Not only did the kid win in a landslide (by eight strokes), he also did so in historic fashion. His 16-under par score was the most ever in the U.S. Open.
That was what was so amazing about McIlroy. U.S. Opens are supposed to be extremely difficult, challenging and humbling, yet this kid made the course look like a Putt-Putt.
Having said that, let’s not crown this kid too soon. Sure this kid was one meltdown at the Masters away from having two majors this year. Sure this kid is also humble and loose on the course, a stark, welcoming contrast from Tiger Woods.
But there is only one Tiger. Tiger was not only a winning machine, he turned a lot of people into casual golf fans at the very least .
Look, I am not a fan of Eldrick “Tiger” Woods. But I’ll be honest, I didn’t give two damns about golf until Tiger won the Masters in 1997 by 1,000 strokes. I loved the way he intimidated the hell out of the other golfers. It seemed to be always Tiger vs. the field in every major tournament, if there is one thing I love in sports, is dominance. It also didn’t hurt that he is not only an American, but an American of COLOR. Let’s be honest, we were all accustomed to older white dudes (American or European) winning title after title.

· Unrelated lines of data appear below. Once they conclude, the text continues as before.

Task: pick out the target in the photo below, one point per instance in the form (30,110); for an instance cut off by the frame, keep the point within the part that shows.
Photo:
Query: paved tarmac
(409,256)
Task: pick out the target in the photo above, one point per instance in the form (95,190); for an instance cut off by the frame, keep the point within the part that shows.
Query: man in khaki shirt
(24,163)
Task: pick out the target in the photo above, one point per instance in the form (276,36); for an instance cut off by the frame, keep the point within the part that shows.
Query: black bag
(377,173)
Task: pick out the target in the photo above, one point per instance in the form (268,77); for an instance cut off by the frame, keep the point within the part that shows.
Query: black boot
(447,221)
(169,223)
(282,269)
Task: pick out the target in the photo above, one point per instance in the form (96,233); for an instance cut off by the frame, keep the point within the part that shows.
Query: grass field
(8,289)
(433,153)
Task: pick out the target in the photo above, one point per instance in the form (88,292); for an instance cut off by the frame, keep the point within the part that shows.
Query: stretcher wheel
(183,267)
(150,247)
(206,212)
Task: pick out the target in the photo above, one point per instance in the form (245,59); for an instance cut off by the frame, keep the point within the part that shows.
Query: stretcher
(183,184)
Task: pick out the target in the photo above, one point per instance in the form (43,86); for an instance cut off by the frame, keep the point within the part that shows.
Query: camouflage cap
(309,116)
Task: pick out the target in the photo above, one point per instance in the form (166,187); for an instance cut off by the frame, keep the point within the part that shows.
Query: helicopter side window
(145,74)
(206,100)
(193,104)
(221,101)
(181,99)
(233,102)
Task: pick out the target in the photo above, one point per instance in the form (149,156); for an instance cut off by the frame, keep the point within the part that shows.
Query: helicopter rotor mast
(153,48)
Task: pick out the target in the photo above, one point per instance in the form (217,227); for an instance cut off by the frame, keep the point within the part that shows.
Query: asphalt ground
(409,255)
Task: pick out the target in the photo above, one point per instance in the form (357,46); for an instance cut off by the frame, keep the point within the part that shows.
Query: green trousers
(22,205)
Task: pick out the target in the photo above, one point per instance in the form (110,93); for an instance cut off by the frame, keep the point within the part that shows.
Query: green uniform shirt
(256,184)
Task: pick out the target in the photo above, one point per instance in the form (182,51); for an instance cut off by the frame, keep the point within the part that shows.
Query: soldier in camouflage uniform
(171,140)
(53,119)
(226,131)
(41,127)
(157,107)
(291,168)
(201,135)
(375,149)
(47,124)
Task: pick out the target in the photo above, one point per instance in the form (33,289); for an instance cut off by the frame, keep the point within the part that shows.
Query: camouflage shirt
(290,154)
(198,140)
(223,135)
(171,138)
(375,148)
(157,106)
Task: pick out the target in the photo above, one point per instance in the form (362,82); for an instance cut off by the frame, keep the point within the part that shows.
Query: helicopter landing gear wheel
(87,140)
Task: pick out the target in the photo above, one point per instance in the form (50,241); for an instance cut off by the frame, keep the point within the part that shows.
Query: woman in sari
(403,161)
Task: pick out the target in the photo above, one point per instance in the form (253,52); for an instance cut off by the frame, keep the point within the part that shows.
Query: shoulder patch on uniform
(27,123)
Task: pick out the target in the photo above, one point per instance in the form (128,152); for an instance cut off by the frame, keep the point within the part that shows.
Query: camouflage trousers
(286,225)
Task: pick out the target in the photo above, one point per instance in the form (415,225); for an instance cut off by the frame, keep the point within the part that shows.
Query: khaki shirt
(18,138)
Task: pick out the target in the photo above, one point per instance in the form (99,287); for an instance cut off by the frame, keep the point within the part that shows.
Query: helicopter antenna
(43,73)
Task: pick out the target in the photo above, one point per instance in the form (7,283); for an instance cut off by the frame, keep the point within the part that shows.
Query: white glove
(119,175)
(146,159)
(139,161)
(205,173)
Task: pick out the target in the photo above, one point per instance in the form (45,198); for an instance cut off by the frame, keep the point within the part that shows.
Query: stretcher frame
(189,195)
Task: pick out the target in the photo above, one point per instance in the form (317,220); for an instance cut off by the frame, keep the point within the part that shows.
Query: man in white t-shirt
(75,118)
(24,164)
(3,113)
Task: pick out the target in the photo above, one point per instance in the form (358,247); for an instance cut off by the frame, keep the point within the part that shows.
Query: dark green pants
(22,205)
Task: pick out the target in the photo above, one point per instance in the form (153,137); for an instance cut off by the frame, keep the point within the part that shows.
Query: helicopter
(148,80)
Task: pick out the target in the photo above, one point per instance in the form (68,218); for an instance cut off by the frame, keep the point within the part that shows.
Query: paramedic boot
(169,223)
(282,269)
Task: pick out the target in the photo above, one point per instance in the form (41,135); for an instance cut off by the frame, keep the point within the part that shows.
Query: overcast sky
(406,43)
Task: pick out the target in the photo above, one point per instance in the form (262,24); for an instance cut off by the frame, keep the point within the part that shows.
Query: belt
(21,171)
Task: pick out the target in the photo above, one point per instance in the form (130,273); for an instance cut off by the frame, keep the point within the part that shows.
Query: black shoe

While McIlroy is a special player who will win more future major tournaments, he has not captured the fascination of the average golf fan. We are not going to be “McIlroy-ized” the same way we were “Tiger-ized” (terms courtesy of ESPN’s Mike Greenberg). It hurts McIlroy that he is a European player, and last I checked Americans do not give a damn about Europeans in any sport.
The only thing that will change that perception of McIlroy is if he wins more – as in at least five to six more – majors. Otherwise, he will become no better than the next Phil Mickleson.